Dugaan praktik tindak pidana korupsi dalam pembangunan Rumah Susun (Rusun) Mahasiswa IAIN Laa Roiba semakin mencuat. Ketua LSM Bogor Development Watch, Asep Sunandar, menegaskan bahwa pihaknya telah melakukan penelusuran yang menemukan fakta-fakta empirik terkait adanya indikasi penyimpangan dalam proyek senilai lebih dari Rp 5 miliar tersebut.

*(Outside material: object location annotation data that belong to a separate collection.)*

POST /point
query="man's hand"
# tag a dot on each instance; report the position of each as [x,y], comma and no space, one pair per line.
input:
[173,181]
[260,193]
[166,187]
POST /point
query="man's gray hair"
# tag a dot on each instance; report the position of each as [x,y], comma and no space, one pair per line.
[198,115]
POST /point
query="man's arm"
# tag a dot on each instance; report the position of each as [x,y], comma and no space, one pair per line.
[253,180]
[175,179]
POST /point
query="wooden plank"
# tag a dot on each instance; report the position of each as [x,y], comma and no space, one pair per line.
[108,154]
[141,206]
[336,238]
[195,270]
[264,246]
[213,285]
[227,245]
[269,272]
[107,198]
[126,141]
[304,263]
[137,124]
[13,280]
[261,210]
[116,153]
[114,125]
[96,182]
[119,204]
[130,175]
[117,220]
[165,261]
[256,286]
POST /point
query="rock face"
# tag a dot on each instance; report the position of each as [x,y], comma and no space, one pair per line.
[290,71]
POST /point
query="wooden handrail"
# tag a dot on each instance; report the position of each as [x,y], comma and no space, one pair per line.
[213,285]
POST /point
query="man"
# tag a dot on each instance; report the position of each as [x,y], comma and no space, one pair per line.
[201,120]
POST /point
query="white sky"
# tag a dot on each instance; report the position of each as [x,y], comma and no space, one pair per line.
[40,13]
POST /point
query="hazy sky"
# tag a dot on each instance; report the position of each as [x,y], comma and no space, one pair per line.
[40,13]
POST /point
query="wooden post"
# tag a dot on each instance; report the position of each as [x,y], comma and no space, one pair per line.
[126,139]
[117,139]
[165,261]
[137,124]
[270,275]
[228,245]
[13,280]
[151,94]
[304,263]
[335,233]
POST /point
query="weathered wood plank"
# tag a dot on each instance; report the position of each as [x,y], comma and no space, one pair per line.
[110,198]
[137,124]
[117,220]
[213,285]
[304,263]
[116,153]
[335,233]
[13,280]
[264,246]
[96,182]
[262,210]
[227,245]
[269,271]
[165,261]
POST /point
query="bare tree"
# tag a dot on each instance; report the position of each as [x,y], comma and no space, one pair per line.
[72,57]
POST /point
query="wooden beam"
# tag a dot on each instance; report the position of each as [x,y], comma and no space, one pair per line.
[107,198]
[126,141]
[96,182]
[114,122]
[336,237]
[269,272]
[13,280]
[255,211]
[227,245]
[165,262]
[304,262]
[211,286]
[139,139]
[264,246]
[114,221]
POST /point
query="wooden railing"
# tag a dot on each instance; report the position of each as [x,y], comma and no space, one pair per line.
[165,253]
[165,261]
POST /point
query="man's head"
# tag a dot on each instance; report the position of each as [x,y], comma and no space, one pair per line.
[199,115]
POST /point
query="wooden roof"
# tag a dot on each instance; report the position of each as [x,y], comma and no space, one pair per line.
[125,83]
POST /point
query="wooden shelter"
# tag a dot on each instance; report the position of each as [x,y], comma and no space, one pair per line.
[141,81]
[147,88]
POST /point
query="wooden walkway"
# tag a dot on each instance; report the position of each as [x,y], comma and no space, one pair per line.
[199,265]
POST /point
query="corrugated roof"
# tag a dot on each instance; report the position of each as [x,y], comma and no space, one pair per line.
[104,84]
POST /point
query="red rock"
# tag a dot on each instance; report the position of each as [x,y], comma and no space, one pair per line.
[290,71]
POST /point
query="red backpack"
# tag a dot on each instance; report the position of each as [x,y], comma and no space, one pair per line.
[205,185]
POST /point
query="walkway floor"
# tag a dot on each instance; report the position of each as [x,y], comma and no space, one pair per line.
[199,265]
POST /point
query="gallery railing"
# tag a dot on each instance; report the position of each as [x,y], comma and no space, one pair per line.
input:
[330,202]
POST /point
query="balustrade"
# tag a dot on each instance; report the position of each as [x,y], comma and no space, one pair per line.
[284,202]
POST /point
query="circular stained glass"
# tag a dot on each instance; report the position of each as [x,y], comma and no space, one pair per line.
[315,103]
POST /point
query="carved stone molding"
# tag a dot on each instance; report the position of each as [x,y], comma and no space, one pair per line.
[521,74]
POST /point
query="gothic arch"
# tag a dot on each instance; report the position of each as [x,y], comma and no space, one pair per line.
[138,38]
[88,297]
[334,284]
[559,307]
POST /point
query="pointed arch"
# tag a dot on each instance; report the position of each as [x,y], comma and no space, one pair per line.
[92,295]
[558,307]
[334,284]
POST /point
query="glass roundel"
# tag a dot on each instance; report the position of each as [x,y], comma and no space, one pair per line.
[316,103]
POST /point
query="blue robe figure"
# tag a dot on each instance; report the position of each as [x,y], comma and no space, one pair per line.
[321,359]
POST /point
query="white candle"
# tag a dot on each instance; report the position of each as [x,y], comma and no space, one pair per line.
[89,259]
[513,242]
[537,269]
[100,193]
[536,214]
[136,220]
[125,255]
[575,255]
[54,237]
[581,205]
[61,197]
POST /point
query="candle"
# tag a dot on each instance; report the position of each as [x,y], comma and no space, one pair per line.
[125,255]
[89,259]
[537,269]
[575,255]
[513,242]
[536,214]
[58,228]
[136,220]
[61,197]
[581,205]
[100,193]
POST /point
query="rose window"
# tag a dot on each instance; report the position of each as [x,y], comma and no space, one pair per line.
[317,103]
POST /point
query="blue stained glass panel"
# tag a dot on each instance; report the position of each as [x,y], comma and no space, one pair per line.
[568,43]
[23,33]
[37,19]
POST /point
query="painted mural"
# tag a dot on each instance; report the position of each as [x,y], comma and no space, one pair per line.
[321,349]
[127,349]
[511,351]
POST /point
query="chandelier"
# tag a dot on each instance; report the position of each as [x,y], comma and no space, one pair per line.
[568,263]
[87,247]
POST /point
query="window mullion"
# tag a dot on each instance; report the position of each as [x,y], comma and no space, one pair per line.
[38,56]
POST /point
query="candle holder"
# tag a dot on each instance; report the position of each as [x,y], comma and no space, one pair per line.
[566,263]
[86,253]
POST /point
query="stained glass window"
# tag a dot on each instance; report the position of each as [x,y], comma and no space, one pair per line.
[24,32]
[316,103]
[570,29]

“Kami tidak sembarangan mengungkap dugaan ini. Temuan kami berdasarkan fakta empirik, bukan sekadar asumsi subyektif,” ujar Asep kepada wartawan di Bogor, Selasa (25/3/2025).
Asep menjelaskan bahwa temuan tersebut diperoleh melalui analisis data kuantitatif dan kualitatif serta pengamatan sistematis. Meski demikian, ia menekankan bahwa dugaan ini masih perlu ditindaklanjuti dengan audit investigatif dari pihak berwenang.
“Kami tidak memiliki kewenangan untuk menetapkan tersangka atau menyatakan bahwa ini sudah pasti korupsi. Itu ranahnya aparat penegak hukum seperti kepolisian, KPK, dan kejaksaan,” lanjutnya.
Asep juga menegaskan bahwa pihaknya tidak akan gentar menghadapi kemungkinan laporan pencemaran nama baik yang bisa saja diajukan oleh pihak terkait. Menurutnya, temuan yang disampaikan bisa diperdebatkan, tetapi harus dibuktikan secara hukum.
“Silakan menyanggah, tapi jangan menganggap kami mencemarkan nama baik. Jika memang ada sanggahan, mestinya disampaikan di hadapan aparat hukum, bukan sekadar membantah di luar jalur resmi,” tambahnya.
Lebih lanjut, Asep mengungkapkan bahwa dirinya enggan bertemu dengan pihak-pihak yang berupaya menekan atau membujuknya agar menghentikan langkah investigasi ini. Ia menegaskan bahwa laporan resmi ke KPK dan Kejaksaan Agung akan segera dilakukan.
Mahasiswa Turut Menemukan Dugaan Penyimpangan
Dugaan penyimpangan dalam pembangunan rusun tersebut juga mendapat sorotan dari kalangan mahasiswa. Abdullah Hamid dari Pergerakan Mahasiswa Bogor Anti Korupsi mengungkapkan bahwa selain dugaan ketidaksesuaian spesifikasi bangunan, terdapat keluhan mahasiswa terkait pungutan liar yang dilakukan oleh pengurus yayasan.
“Ada temuan mengejutkan. Selain bangunan yang tidak layak huni, kami juga mendapati dugaan pungutan liar sebesar Rp 3,5 juta per bulan yang dibebankan kepada mahasiswa. Padahal, rusun ini dibangun untuk meringankan beban mereka,” ungkap Abdullah.
Menurutnya, kebijakan tersebut sangat bertentangan dengan tujuan awal pembangunan rusun mahasiswa dan justru menambah beban finansial bagi penghuni. Ia menegaskan bahwa pihaknya telah melaporkan dugaan ini ke Badan Pemeriksa Keuangan (BPK) RI untuk dilakukan audit lebih lanjut.
“Kami ingin kasus ini diusut tuntas. Kami percaya BPK RI akan mengungkap fakta sebenarnya dan memastikan tidak ada penyalahgunaan anggaran dalam proyek ini,” pungkas Abdullah.
Hingga berita ini diturunkan, pihak IAIN Laa Roiba maupun pengelola yayasan belum memberikan tanggapan resmi terkait dugaan tersebut. Sementara itu, publik menantikan langkah lanjutan dari aparat penegak hukum dalam mengusut kasus ini.